Pics would really help. Are you totally against not doing it yourself?


----------



## delirium330 (Aug 22, 2008)

yea sorry no pics right now, one is the size of a dime, the other about half the size of a dime.

im open to DIY provided i dont make things worse...i'm assuming there are some good resources around here for DIY? i need to take my door panel off? get some special tools?


----------



## Nando779 (Jun 14, 2009)

You might be able to check out a place that specializes in minor dents. Over here we have a place called Dent Busters and they are fairly reasonable. If you go to a body shop be prepared to pay an arm and a leg. The option of doing it yourself would be good if the dents are not too deep you can do some wet sanding and fill the area with your paint color but keep in mind it is almost impossible to get it looking 100% but you can do a great job hiding it.


----------



## Nando779 (Jun 14, 2009)

FWI

http://www.dent-busters.com/

they might have one in your area, worth a look.


----------



## jcourcoul (Nov 4, 2008)

Well, I read somewhere that BMW had instituted a policy of minimally intrusive body damage repair, that included a whole slew of special tools and procedures that would reduce the stay of the car as well as the need to disassemble/repaint/etc. 

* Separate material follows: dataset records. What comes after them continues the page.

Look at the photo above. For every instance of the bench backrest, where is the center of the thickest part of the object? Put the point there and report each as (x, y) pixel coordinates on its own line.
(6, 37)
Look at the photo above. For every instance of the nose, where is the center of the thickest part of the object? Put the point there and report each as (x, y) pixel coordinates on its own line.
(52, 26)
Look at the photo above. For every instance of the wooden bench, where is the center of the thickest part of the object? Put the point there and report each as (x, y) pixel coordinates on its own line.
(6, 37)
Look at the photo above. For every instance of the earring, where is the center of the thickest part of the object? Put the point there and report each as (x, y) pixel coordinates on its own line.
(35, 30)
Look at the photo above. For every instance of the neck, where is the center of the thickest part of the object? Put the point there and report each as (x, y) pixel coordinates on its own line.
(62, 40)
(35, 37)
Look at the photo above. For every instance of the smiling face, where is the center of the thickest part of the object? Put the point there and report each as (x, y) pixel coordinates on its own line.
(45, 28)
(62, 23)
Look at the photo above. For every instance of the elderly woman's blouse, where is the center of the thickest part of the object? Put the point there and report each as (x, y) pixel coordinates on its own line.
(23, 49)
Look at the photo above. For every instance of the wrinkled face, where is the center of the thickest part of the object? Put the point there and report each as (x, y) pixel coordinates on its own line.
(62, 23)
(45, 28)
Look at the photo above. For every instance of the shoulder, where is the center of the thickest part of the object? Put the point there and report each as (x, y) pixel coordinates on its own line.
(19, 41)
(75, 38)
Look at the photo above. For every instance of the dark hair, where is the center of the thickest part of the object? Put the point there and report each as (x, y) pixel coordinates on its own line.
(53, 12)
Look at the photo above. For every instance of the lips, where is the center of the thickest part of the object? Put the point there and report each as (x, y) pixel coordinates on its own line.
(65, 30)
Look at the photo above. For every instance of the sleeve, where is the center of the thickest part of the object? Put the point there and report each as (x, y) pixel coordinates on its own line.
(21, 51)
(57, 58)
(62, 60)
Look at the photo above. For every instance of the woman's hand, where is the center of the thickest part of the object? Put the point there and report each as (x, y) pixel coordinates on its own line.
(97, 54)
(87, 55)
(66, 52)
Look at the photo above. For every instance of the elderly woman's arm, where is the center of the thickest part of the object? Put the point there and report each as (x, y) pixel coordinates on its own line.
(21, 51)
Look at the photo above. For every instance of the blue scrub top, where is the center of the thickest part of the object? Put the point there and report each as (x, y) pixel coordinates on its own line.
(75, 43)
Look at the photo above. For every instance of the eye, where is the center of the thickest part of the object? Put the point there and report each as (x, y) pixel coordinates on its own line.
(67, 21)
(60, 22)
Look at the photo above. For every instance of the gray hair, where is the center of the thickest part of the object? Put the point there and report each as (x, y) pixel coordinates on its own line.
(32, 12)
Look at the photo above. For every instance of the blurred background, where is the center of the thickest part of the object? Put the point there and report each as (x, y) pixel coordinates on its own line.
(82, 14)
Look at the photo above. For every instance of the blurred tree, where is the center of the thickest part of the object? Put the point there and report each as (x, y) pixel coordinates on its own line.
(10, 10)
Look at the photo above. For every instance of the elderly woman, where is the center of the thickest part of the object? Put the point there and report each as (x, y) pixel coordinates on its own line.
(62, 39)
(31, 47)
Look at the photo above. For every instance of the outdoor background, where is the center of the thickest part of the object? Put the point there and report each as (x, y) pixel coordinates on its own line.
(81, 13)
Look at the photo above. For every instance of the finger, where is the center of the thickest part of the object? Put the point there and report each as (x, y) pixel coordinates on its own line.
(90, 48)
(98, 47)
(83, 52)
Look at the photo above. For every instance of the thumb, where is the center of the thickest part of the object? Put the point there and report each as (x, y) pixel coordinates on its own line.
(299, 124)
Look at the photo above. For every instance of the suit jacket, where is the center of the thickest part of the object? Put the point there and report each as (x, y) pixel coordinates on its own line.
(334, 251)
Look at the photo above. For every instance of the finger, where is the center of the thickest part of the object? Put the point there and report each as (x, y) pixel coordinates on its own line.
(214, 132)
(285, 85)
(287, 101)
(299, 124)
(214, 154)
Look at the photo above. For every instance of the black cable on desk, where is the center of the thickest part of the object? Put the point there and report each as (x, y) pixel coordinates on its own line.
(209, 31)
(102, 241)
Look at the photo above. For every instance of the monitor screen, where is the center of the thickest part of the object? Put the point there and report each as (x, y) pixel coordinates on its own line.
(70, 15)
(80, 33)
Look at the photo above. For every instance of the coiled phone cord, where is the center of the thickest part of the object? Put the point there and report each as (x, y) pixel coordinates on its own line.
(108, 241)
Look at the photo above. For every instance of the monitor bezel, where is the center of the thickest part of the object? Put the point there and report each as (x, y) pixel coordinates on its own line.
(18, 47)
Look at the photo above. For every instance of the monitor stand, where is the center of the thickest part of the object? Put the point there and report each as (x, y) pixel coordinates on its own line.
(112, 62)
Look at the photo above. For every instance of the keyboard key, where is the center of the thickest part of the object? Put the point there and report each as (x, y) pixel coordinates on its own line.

Meaning that for a decent dealer (none left, all extinct) or a well trained indy, this would be a trivial task. 

Dry ice, anyone?


----------



## Nando779 (Jun 14, 2009)

jcourcoul said:


> Well, I read somewhere that BMW had instituted a policy of minimally intrusive body damage repair, that included a whole slew of special tools and procedures that would reduce the stay of the car as well as the need to disassemble/repaint/etc.
> 
> Meaning that for a decent dealer (none left, all extinct) or a well trained indy, this would be a trivial task.
> 
> Dry ice, anyone?


"We fixed the dents on your doors now hand over your first born!"


----------



## delirium330 (Aug 22, 2008)

so any DIY guides, advice out there? or am i venturing into dangerous territory?


----------



## Nando779 (Jun 14, 2009)

There are no written DIY that i know of about this but there are a few guys on here that have experience with body repair and I am hoping they will chime in soon. Any chance you can get a image up soon even if it is with your phone? I have repaired a few major scratches and chips on my bumber and fender using wet sanding, the BMW touch up kit and compound. Dents are a different story so you might be better off doing to a place like dent busters. As I said body shops can get very expensive.


----------



## delirium330 (Aug 22, 2008)

k - ill try and get some pics up tonight. thx


----------



## 6 Brit (Jan 19, 2009)

they do it from the inside so it has to be accessible by taking off an interior panel...

rule of thumb too is if it is any bigger than a quarter they won't want to do it...that's when they do it old fashioned and drill a hole to pull it out and bondo the hole

bondo=icky


----------